Finite Size
The term "corpus" also implies a body of text of finite size, for example, 1,000,000 words. This is not universally so - for example, at Birmingham University, John Sinclair's COBUILD team have been engaged in the construction and analysis of a monitor corpus. This "collection of texts" as Sinclair's team prefer to call them, is an open-ended entity - texts are constantly being added to it, so it gets bigger and bigger. Monitor corpora are of interest to lexicographers who can trawl a stream of new texts looking for the occurence of new words, or for changing meanings of old words. Their main advantages are:
- They are not static - new texts can always be added, unlike the synchronic "snapshot" provided by finite corpora.
- Their scope - they provide for a large and broad sample of language.
Their main disadvantage is:
- They are not such a reliable source of quantitative data (as opposed to qualitative data) because they are constantly changing in size and are less rigourously sampled than finite corpora.

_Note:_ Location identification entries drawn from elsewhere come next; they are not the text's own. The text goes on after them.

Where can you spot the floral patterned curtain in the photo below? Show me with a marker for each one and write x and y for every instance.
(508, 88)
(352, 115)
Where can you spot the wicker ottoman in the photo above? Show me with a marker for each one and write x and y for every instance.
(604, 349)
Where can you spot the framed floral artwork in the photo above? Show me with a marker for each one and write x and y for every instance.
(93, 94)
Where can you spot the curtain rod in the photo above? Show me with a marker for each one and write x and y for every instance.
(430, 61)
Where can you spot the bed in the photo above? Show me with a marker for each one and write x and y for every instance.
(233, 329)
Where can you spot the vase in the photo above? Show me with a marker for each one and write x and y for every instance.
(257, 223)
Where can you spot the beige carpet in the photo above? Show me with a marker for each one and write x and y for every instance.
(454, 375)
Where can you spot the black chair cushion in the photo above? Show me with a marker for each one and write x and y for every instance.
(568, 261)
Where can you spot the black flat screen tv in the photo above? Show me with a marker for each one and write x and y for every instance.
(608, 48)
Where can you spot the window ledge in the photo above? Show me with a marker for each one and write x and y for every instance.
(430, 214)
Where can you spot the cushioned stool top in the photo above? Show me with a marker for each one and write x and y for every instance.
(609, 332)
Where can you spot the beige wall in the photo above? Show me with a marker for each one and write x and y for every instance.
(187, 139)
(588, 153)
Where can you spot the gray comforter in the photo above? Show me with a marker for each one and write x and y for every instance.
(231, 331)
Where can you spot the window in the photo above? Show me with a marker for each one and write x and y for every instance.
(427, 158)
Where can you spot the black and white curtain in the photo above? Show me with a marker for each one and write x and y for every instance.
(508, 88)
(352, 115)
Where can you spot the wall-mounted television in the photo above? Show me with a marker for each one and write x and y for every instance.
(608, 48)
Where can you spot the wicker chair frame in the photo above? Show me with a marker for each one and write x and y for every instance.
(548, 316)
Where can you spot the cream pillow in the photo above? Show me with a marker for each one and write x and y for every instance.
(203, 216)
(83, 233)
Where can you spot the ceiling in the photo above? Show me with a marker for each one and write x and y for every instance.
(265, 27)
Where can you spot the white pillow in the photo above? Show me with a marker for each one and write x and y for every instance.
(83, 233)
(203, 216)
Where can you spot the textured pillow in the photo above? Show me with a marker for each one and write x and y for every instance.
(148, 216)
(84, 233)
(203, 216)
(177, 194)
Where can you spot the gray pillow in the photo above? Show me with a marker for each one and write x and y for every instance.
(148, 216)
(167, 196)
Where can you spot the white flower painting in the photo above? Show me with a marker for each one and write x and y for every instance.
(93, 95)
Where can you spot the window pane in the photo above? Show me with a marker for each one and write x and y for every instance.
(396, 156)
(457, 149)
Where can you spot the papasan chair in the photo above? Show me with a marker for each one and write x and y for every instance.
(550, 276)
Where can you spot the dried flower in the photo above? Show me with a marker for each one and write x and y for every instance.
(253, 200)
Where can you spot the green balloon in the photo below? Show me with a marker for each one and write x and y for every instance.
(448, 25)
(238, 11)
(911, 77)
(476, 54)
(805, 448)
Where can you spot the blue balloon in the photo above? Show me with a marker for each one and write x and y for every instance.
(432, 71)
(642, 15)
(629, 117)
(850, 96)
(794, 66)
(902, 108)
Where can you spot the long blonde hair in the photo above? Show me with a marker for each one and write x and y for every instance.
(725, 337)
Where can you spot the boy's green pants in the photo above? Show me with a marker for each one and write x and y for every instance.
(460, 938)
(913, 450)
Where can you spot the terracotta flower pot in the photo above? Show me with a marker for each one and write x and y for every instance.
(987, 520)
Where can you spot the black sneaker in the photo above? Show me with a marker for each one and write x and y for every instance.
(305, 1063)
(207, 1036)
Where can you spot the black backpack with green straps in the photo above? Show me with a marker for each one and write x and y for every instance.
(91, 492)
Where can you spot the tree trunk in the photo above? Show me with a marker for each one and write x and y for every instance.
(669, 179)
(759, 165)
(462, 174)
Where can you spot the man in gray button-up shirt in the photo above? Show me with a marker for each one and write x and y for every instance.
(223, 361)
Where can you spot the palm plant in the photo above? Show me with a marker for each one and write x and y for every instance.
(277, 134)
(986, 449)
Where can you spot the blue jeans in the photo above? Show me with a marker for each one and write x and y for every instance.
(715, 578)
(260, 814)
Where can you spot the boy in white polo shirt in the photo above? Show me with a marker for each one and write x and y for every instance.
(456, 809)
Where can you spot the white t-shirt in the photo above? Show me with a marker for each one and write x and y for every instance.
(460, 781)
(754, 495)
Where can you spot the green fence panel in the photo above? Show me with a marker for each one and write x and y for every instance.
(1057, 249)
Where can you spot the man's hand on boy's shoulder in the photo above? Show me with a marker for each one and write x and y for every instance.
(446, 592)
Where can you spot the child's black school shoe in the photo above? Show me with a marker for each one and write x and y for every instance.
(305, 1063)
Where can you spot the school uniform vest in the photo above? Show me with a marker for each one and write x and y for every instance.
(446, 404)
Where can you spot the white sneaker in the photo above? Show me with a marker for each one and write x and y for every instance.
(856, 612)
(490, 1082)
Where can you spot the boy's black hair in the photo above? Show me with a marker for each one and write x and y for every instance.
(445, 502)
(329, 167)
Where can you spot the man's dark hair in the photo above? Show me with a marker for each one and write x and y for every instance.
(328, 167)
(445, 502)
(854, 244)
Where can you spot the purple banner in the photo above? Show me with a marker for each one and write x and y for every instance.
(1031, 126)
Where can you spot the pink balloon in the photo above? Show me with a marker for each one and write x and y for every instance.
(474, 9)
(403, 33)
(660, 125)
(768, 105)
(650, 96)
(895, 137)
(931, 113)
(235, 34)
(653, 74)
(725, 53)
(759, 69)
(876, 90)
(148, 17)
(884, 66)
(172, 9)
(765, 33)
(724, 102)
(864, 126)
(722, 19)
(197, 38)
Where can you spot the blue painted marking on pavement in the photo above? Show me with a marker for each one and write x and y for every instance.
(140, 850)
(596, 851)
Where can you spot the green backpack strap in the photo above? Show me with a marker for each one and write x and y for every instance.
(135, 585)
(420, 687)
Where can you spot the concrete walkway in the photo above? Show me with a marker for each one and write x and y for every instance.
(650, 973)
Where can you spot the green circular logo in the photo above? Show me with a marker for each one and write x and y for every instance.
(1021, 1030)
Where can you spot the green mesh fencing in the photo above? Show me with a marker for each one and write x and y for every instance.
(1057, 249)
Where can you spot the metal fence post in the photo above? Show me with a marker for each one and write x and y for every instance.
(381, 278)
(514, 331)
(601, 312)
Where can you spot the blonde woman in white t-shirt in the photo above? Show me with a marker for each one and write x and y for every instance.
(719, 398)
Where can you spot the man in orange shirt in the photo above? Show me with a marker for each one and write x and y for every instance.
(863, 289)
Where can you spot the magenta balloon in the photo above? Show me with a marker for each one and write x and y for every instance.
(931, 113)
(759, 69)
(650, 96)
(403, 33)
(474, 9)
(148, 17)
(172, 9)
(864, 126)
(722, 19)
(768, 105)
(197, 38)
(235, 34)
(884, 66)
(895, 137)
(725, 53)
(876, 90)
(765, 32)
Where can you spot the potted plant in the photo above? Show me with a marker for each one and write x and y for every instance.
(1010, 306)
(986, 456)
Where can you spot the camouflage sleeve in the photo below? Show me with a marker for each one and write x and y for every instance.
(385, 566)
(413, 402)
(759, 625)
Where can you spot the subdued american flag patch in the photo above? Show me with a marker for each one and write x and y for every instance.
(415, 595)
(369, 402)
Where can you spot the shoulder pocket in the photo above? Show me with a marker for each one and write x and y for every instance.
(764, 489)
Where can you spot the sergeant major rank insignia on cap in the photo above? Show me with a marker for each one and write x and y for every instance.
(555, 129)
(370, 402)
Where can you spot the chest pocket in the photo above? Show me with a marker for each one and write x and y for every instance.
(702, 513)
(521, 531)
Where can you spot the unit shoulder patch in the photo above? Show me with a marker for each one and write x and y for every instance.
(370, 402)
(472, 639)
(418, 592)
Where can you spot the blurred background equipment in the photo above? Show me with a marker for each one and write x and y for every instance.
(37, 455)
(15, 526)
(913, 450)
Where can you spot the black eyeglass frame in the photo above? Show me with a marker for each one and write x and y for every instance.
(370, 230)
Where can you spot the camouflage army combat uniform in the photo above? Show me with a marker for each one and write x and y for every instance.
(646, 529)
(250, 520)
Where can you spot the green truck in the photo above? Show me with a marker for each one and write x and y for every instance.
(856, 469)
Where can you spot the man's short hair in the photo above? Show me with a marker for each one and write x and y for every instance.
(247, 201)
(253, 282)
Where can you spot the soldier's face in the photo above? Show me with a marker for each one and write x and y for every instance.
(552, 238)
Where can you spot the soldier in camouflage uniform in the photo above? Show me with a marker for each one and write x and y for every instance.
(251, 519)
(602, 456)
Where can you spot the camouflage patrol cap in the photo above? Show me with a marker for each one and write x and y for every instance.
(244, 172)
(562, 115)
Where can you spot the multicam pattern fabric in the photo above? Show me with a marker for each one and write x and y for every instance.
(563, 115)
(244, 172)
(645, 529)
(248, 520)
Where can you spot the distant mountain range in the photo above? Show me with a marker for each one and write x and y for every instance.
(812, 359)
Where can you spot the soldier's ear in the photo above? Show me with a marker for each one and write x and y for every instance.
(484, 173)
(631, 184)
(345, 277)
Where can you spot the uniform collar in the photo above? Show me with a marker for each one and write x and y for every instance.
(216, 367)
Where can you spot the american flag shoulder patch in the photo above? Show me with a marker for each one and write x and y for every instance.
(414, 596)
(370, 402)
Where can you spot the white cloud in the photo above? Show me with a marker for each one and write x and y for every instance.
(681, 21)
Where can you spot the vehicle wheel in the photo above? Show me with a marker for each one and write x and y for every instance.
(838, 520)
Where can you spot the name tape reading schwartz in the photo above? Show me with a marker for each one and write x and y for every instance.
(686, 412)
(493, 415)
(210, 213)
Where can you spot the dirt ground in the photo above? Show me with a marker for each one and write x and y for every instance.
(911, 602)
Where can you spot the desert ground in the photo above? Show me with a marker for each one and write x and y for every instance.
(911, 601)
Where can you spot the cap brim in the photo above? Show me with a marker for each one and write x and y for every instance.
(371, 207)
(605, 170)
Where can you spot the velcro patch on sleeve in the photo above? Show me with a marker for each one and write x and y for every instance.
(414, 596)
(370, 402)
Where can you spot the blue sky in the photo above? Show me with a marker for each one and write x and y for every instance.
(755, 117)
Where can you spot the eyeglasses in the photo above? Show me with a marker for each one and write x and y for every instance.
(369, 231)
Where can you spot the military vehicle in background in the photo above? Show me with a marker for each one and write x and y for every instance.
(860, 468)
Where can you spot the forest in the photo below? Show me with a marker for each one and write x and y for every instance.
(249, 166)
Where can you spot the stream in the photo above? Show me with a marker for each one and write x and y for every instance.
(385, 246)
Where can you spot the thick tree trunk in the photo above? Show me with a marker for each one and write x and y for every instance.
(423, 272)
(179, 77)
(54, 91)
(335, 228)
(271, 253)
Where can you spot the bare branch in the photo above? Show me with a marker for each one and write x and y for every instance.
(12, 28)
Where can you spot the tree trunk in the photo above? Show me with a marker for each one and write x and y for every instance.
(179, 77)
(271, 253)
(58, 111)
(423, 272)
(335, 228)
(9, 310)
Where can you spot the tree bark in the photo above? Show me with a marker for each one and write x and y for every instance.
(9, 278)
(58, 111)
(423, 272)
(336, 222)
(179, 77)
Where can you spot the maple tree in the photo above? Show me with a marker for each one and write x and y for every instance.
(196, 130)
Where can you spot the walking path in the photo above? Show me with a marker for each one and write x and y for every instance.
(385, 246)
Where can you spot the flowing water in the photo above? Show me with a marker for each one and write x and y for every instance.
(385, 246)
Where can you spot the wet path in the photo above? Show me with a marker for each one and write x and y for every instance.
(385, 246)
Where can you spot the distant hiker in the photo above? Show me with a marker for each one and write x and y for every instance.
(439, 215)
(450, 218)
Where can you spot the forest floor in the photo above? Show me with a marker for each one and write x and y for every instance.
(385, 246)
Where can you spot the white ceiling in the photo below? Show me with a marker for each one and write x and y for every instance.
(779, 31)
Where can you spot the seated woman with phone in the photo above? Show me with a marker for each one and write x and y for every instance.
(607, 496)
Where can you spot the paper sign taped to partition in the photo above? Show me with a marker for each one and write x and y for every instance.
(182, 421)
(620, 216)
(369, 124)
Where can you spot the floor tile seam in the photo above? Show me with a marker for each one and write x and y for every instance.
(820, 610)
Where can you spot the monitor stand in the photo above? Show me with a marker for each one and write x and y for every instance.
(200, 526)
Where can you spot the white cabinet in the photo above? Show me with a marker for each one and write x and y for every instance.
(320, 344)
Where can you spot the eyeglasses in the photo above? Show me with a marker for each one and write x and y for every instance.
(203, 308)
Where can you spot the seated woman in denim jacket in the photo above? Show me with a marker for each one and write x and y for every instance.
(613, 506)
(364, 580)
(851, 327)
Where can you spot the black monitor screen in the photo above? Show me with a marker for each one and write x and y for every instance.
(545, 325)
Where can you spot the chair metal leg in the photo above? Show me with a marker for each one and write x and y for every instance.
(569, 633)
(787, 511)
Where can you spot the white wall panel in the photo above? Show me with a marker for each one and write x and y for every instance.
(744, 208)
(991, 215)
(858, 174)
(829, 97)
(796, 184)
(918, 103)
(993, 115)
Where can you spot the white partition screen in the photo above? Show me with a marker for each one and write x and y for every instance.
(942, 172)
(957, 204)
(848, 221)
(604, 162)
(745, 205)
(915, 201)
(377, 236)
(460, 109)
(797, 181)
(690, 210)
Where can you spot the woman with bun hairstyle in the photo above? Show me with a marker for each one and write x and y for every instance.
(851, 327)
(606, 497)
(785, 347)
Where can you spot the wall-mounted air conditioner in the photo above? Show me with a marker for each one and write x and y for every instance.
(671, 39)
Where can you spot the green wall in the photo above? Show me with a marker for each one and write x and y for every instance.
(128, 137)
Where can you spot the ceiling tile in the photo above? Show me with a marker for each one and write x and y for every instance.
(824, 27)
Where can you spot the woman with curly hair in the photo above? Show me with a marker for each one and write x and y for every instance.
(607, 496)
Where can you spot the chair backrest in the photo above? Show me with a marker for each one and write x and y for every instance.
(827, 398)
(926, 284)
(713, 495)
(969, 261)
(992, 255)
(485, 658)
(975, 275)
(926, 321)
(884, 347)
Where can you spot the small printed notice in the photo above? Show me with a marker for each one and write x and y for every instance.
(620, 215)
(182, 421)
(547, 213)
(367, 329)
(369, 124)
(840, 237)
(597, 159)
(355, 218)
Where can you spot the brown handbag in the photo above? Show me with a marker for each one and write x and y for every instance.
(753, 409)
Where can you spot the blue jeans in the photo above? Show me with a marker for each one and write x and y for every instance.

With the exception of monitor corpora, it should be noted that it is more often the case that a corpus consists of a finite number of words. Usually this figure is determined at the beginning of a corpus-building project. For example, the Brown Corpus contains 1,000,000 running words of text. Unlike the monitor corpus, when a corpus reaches its grand total of words, collection stops and the corpus is not increased in size. (An exception is the London-Lund corpus, which was increased in the mid-1970s to cover a wider variety of genres.)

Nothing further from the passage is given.